We have recently released InstallBuilder 19.11.0. With this update it's now possible to use –setvars with the autoupdate builder. This allows you to set different autoupdate project settings and variables from the command line variables in the command line. For example:
./autoupdate/bin/customize.run build autoupdate-project.xml linux-x64 –setvars autoupdate.installerFilename=sample.run
Here is the complete list of improvements:
UPDATE:
We have created a CVE entry (CVE-2020-3946) for the "AutoUpdate handling of malformed update.xml files" issue fixed in InstallBuilder 19.11.0, which could be exploited to crash the AutoUpdate process:
Denial Of Service attack when checking for Updates
InstallBuilder AutoUpdate tool and regular installers enabling <checkForUpdates> built with versions earlier than 19.11 are vulnerable to Billion laughs attack (denial-of-service).
Background
When checking for updates, the configured remote server is contacted to retrieve an XML containing information about the existing installer versions. This XML is then loaded in memory in the user machine. An attacker can forge a special XML exploiting entity expansion that will result in the AutoUpdate consuming system memory until it crashes.

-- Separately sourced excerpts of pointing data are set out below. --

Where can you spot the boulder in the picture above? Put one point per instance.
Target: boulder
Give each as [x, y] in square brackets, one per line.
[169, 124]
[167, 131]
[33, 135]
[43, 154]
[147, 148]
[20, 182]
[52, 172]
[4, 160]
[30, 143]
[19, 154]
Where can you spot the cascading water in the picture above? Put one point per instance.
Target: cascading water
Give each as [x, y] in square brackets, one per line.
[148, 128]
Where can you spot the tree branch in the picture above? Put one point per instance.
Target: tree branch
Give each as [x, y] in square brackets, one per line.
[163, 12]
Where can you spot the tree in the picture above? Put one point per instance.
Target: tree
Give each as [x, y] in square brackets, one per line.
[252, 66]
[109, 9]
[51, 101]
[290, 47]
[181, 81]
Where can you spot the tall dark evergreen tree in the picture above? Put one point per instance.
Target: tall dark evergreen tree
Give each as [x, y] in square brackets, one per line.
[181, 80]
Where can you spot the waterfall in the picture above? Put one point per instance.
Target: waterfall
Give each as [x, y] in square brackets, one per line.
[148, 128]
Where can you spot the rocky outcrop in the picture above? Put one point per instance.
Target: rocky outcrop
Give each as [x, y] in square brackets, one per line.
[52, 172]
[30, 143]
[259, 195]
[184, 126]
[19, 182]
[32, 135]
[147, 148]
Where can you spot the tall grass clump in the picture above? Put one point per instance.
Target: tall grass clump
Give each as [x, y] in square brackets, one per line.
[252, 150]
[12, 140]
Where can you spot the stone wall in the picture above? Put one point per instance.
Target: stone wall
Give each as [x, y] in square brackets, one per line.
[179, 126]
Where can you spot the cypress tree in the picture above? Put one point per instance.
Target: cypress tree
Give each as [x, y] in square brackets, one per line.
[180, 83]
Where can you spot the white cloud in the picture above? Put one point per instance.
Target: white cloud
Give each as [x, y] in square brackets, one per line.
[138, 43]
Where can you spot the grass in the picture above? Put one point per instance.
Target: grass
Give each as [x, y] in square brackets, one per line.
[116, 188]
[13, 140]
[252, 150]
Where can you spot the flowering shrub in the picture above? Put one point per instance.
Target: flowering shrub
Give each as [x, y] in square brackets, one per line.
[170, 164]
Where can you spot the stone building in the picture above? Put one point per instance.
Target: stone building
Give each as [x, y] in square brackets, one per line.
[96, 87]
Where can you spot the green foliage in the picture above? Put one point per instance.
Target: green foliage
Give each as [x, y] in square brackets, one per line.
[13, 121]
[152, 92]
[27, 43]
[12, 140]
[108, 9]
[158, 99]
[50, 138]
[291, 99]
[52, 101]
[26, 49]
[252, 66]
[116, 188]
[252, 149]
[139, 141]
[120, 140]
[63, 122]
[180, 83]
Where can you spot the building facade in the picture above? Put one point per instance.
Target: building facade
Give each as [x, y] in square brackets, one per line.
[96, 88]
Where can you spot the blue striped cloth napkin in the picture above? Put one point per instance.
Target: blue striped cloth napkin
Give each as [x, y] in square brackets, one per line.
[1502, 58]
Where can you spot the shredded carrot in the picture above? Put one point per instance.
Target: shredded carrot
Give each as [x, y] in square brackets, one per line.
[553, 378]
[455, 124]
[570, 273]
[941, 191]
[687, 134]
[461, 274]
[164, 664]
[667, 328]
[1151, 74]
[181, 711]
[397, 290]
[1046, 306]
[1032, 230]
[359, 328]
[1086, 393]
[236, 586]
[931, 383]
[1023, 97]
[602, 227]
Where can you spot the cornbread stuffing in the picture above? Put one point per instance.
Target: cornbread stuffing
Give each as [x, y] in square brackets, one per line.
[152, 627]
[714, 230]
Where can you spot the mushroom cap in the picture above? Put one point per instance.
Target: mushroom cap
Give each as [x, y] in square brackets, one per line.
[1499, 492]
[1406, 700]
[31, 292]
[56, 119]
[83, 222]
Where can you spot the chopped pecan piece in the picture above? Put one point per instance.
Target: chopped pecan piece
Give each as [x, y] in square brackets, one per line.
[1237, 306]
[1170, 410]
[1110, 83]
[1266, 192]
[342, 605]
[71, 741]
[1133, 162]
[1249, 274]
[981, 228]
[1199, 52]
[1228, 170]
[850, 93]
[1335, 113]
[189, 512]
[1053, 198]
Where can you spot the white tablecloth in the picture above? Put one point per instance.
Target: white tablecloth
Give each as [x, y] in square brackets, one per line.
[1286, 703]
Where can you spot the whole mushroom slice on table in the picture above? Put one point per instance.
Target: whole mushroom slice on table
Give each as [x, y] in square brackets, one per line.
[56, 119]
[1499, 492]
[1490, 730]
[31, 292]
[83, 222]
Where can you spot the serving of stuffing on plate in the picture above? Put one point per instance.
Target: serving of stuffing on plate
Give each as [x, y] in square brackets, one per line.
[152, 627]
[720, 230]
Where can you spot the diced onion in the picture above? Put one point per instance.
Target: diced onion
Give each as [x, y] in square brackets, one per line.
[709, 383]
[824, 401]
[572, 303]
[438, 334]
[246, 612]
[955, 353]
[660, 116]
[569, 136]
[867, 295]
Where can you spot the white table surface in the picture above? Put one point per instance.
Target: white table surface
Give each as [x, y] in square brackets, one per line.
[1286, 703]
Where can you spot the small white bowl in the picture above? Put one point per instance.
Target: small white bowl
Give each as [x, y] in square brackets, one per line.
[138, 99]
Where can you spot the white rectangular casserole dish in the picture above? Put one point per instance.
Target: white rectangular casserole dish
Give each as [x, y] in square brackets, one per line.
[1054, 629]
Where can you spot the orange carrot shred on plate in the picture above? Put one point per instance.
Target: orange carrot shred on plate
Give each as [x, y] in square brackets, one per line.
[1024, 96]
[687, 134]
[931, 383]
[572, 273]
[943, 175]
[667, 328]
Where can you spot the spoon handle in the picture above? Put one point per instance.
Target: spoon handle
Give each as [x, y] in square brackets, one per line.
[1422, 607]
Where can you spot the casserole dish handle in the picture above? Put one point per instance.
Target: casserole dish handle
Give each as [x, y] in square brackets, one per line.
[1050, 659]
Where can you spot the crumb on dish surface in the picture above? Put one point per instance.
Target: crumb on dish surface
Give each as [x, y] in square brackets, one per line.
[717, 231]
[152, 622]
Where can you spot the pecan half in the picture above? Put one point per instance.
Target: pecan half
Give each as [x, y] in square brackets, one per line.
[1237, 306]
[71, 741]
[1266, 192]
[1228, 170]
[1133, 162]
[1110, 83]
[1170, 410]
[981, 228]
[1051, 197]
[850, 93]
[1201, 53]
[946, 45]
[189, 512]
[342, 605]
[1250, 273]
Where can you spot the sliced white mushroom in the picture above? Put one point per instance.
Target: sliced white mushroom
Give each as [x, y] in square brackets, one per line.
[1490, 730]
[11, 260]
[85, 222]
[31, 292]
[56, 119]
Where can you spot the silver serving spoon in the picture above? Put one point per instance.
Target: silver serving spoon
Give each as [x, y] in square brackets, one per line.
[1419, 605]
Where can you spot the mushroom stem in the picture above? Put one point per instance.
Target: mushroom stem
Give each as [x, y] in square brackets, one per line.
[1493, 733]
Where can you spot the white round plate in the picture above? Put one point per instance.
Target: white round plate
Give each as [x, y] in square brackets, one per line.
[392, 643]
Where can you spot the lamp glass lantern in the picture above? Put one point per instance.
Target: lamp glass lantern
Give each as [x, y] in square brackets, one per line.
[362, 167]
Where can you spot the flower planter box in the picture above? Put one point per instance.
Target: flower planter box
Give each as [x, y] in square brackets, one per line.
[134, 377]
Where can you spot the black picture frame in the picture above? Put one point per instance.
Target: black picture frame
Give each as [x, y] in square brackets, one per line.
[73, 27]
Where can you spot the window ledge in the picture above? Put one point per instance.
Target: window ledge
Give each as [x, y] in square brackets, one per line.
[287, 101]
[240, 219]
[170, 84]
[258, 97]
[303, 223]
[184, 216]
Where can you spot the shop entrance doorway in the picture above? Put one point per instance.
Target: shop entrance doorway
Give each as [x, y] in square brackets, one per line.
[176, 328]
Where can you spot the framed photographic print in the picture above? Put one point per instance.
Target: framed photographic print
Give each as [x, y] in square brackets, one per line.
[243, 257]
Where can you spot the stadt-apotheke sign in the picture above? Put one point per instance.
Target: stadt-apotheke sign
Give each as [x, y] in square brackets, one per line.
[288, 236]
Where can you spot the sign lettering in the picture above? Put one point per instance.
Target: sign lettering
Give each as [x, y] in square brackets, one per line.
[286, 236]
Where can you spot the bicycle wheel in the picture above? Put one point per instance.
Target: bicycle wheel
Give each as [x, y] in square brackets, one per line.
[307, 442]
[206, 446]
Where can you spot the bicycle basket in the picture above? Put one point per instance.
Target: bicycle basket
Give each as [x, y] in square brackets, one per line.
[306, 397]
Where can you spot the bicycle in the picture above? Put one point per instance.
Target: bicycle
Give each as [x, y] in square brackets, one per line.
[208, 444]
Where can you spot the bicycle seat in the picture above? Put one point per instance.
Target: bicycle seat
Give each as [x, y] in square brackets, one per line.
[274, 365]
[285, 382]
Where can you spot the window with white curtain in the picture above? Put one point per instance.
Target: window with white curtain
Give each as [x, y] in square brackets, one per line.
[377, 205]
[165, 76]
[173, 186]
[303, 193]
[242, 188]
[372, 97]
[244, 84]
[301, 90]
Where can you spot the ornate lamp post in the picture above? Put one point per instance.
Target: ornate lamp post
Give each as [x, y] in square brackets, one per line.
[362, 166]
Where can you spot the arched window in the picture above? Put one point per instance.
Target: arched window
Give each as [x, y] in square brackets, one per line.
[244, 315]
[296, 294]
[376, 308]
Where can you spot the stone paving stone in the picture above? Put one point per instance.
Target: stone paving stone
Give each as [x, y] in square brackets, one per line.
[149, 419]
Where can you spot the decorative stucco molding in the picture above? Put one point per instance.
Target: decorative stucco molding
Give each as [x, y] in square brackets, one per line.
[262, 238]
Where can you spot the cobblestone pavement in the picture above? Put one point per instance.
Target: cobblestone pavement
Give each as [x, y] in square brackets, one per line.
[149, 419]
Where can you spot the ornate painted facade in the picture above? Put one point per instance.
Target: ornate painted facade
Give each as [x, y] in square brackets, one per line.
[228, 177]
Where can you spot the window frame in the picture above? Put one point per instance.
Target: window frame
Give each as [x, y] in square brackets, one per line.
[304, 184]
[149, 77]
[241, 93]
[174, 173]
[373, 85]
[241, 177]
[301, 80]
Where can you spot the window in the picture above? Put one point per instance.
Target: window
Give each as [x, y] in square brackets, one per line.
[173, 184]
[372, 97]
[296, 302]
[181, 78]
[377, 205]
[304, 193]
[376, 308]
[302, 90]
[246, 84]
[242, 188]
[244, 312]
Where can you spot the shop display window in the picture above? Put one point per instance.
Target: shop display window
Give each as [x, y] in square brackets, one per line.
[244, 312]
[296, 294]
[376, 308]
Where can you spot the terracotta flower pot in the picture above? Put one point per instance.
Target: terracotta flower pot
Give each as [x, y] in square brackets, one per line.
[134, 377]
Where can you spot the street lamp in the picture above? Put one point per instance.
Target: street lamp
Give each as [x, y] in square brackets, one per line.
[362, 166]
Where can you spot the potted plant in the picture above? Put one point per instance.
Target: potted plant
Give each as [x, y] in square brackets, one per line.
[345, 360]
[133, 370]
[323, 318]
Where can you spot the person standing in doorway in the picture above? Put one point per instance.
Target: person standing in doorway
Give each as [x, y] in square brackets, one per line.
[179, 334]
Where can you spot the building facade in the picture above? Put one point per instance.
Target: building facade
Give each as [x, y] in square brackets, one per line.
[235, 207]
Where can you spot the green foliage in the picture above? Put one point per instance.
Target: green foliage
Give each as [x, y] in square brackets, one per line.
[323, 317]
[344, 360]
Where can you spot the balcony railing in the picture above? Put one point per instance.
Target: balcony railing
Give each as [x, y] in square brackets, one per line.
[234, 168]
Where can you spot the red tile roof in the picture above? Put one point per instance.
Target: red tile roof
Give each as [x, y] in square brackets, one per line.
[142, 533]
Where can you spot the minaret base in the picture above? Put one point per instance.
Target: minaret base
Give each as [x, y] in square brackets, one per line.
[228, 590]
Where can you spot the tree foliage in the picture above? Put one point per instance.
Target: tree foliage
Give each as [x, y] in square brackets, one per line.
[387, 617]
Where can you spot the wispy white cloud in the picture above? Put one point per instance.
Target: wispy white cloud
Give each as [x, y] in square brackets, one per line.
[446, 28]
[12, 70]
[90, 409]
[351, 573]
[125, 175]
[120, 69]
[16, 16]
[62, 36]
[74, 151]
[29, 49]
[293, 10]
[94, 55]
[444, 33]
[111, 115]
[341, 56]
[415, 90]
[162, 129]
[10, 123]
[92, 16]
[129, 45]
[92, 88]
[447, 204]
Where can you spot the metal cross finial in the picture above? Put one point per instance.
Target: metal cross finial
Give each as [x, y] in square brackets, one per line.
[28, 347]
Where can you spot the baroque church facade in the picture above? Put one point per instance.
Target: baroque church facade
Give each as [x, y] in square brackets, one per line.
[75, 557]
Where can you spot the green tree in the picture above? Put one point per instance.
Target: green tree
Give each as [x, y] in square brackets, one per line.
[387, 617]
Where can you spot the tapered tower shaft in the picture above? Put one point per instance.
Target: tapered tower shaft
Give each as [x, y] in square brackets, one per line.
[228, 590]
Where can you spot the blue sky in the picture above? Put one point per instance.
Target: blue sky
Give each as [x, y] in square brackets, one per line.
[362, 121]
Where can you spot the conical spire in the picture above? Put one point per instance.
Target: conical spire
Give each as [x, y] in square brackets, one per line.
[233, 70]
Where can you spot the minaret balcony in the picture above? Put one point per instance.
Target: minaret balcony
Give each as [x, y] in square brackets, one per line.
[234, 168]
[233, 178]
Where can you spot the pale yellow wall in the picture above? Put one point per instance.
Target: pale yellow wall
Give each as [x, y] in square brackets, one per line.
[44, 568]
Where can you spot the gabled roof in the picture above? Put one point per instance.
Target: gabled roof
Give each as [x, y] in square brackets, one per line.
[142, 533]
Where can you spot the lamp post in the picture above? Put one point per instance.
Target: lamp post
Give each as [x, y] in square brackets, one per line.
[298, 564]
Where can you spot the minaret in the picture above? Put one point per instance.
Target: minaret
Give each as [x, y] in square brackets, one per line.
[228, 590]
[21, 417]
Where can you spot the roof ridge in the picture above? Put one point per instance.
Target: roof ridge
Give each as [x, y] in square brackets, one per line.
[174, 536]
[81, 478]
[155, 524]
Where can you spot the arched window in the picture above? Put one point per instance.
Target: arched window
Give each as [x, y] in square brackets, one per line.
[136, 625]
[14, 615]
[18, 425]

Exploiting this vulnerability requires an attacker to either place the malicious XML in the updates remote server (or to impersonate it via DNS spoofing) or by modifying the updates URL in the user machine updates.ini file.
Remediation
Affected InstallBuilder customers using the <checkForUpdates> functionality or distributing the AutoUpdate should update to version 19.11.0 or later and release new versions.
Our engineers have evaluated this issue to have CVSSv3 score of 5.4
We would like to thank Tesla Red Team for reporting this issue to us.